When we ask services about their use of restraint they say a range of things. They’ll start by saying “Our use of restraint is very similar to other units”. Sometimes they’re wrong, and they use more restraint than other units. And even if they use the same amount, I don’t care. It’s wrong and it’s always too much. Then they’ll say “You have to compare similar types of units, you can’t just compare different types of units. We’re an X unit (eg eating disorder), you can’t compare us to Y units (eg PICUs).” They say this no matter what type of unit they are. Some staff believe that their type of unit is special and will always use higher rates of restraint. When we show them that their unit is using higher rates of restraint than other similar units (or we persuade them it doesn’t matter, restraint always needs to be reduced even if their unit is better than other units) they’ll say “well, okay, but that was Bob, he was very unwell when he was admitted”. They almost never talk about the staff on the ward - whether they had the right skill mix, the right number of staff, if all staff had the right training, if all staff have the right values, etc.

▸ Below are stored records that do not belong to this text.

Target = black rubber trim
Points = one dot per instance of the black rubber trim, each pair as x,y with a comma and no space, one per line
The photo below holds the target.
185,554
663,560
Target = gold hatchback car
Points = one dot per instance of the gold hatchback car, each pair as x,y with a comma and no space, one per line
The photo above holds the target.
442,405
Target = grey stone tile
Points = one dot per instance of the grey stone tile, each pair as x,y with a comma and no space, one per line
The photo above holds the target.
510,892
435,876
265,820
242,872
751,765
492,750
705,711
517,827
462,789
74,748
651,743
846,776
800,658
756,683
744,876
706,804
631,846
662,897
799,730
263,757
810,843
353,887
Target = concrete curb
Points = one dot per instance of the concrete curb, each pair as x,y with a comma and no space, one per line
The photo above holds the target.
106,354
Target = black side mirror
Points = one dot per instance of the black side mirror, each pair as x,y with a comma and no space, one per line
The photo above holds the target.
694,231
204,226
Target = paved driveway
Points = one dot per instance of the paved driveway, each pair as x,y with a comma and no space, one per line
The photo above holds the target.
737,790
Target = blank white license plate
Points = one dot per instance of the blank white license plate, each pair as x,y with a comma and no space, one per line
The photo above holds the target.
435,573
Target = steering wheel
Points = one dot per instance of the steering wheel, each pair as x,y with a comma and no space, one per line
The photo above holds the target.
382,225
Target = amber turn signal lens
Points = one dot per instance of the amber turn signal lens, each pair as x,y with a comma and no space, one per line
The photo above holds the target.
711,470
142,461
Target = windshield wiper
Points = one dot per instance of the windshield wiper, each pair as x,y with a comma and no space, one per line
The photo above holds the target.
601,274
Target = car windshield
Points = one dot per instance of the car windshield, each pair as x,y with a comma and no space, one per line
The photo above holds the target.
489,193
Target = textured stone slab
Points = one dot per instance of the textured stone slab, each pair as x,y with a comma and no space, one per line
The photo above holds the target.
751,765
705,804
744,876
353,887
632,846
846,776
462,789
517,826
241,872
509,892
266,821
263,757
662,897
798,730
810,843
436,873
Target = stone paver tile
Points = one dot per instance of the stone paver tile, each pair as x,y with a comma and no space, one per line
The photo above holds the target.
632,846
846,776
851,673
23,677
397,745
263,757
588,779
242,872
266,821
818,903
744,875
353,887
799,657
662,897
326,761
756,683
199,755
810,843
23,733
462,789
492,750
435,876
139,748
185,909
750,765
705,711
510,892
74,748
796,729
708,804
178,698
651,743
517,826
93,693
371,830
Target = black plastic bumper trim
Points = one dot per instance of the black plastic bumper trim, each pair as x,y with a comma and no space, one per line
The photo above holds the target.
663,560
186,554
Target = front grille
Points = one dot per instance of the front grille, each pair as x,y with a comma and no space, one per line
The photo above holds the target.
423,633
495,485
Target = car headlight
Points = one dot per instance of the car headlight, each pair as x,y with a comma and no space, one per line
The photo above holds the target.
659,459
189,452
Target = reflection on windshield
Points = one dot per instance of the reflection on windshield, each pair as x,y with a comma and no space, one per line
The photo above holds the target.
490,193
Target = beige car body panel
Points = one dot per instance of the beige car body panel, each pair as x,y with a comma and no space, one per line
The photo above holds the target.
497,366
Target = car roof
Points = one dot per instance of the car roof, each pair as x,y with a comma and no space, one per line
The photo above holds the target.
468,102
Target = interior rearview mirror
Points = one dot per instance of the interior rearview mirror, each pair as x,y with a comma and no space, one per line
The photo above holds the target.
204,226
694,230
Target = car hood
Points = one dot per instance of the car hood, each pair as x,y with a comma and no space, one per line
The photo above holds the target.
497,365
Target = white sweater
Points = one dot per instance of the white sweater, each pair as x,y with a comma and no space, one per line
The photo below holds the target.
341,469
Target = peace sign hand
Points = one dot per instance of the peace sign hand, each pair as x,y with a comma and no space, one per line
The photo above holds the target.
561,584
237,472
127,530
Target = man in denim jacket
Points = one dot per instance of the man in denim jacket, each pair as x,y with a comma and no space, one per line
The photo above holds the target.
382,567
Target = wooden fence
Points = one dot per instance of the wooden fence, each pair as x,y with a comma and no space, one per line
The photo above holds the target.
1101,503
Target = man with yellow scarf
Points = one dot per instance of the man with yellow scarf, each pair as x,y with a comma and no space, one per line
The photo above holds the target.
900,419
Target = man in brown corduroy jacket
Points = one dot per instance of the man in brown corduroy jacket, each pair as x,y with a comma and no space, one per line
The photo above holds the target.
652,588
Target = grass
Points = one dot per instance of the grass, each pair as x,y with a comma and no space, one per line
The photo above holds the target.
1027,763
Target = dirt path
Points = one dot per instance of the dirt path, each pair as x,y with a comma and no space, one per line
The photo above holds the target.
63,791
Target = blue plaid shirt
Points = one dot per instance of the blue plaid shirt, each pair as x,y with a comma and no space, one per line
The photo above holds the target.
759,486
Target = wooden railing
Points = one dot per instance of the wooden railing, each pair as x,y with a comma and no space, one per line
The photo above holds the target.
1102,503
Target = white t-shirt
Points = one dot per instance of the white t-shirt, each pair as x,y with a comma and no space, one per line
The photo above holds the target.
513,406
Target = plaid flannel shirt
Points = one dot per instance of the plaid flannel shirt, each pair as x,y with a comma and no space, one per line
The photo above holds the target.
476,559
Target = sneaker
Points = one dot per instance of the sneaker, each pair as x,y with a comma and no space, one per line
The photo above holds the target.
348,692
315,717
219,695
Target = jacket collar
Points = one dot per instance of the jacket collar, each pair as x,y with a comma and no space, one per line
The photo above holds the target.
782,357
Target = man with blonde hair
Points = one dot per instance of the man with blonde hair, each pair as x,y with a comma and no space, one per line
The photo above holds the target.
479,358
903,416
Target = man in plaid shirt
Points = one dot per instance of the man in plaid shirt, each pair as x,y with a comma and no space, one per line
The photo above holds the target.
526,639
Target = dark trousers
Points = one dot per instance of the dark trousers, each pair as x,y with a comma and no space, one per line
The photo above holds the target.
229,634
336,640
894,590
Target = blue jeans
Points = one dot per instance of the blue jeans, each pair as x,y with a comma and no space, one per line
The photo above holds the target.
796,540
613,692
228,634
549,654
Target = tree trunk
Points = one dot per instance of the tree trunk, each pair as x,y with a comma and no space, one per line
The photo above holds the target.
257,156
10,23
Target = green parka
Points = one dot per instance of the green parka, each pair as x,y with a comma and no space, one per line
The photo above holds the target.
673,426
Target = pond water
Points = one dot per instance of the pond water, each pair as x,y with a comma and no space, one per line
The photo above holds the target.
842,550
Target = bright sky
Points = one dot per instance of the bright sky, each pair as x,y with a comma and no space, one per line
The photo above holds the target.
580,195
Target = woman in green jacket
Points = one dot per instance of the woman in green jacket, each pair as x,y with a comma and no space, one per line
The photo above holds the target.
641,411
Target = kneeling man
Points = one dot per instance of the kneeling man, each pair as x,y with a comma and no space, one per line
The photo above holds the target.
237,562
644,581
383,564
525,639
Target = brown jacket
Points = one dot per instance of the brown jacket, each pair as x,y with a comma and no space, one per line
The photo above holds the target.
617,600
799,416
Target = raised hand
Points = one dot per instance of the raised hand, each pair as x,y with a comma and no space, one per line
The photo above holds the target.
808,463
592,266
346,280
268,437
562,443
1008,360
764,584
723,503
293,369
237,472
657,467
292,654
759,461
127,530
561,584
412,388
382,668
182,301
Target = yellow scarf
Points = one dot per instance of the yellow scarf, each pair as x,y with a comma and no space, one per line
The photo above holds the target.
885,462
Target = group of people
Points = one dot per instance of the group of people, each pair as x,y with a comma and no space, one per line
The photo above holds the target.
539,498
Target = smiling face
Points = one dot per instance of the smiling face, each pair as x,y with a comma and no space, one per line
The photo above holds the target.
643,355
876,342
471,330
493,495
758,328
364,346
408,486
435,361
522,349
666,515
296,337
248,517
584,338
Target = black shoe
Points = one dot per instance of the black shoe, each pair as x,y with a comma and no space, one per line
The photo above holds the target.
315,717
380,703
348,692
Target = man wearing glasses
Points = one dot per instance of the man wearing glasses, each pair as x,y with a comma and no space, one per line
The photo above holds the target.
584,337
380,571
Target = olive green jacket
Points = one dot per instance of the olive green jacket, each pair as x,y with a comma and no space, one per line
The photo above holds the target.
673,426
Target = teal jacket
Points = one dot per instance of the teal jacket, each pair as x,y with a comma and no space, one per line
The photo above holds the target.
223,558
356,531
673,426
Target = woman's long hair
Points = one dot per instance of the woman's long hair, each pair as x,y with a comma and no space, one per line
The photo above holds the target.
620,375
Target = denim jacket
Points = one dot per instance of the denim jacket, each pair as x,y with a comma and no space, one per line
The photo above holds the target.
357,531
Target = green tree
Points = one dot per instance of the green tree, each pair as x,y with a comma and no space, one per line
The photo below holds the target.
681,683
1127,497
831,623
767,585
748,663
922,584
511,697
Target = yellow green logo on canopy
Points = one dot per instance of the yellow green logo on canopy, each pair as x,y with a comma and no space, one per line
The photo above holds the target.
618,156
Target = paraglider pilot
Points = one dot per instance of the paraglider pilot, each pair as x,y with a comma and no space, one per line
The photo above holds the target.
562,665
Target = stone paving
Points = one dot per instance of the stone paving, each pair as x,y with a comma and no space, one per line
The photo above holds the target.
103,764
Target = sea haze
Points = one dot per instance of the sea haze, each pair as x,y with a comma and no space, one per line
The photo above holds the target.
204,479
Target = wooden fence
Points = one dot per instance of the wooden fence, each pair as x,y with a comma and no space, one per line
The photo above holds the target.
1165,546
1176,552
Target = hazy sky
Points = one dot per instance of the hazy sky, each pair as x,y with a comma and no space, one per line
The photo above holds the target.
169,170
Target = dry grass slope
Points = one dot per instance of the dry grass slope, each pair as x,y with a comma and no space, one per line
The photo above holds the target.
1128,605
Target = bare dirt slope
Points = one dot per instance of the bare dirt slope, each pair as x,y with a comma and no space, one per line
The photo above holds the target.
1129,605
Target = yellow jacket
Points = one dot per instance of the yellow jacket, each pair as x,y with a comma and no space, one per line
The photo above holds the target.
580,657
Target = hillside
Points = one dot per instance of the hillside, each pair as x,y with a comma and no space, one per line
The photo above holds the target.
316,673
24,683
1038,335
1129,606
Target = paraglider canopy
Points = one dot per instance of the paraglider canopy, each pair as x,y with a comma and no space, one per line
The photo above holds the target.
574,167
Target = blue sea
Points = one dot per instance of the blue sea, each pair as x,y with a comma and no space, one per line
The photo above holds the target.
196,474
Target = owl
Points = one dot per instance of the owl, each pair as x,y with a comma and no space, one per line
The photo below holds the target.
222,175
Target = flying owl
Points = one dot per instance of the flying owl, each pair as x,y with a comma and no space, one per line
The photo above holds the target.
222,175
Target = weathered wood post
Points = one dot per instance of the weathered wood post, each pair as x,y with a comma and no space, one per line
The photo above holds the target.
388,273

I am concerned that some non-executive directors and chairs of NHS foundation trusts appear to be more tolerant of restraint than executive directors are. I do not understand how a NED can hold the organisation to account when the NED is less concerned about a thing than their ED colleagues.

When I talk to you about restraint and rapid tranquillisation please stop telling me “we only use it when absolutely necessary”. I do not get reassurance from what you say. I get reassurance from what you do. Everyone says they only use restraint as a last resort. They said it in all those places that were on television documentaries; they say it in all those places that patients talk about; they say it no matter what their level of restraint usage is. Show me what you’re doing to reduce your use of restraint. Show me how your non-executive directors hold your organisation to account for the amount of restraint being used. Show me the quality improvement projects you’re running. Show me the networks you’re building with similar wards or similar trusts. Most importantly, show me the reduction in use of restraint.